Big Factorial (BigInt)

Compute n! up to 1000 with BigInt and show full result + digit count.


  

Large factorials with BigInt

Factorials blow up fast. By 13! you've already cleared 2³² (Int32 overflow), and 21! sails past 2⁶⁴ (Int64 overflow). The catch in JavaScript is that the Number type is a 64-bit float, which stops being exact once you go above Number.MAX_SAFE_INTEGER = 2⁵³ − 1. That's what BigInt solves. It's been part of the language since ES2020 and gives you arbitrary-precision integers, written with an n suffix (10n). Computing the value is nothing fancy — a loop over a BigInt accumulator: let r = 1n; for (let i = 2n; i <= BigInt(n); i++) r *= i;. If you just want a sense of the size, Stirling's approximation does the job: n! ≈ √(2πn)·(n/e)ⁿ. To put numbers on it, 100! runs to 158 digits and 1000! to 2,568.

Applications and context

You'll run into this in cryptography, where RSA does modular arithmetic on enormous integers, and in theoretical combinatorics, where a brute-force TSP is O(n!).
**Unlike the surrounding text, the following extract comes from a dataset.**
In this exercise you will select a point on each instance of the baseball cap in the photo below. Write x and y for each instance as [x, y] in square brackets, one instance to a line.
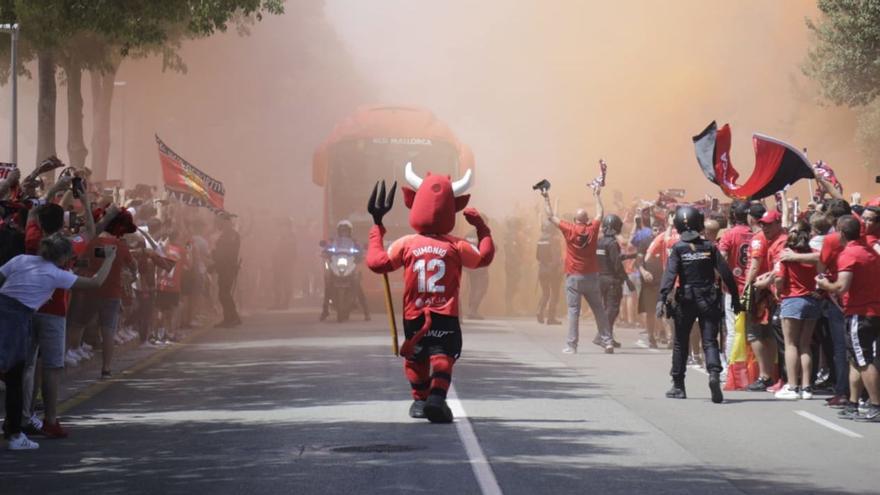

It also shows up in combinatorial analysis in ML when you're counting permutations of features, in large counters backed by BigInt columns in databases, and across competitive programming — plenty of Codeforces and Project Euler problems have answers that simply won't fit in 64 bits.

FAQ

Why not use Number for large factorials? Once you pass 2⁵³ the results get rounded, so the trailing digits come out wrong. BigInt keeps every digit exact.

How slow is BigInt? Multiplying an N-digit number costs O(N), or O(N log N) on engines that fall back to FFT. In practice, modern V8 computes 1000! in a few milliseconds.

Can I mix BigInt with Number? No. JavaScript throws a TypeError if you try. You have to convert first, with BigInt(x) or Number(b).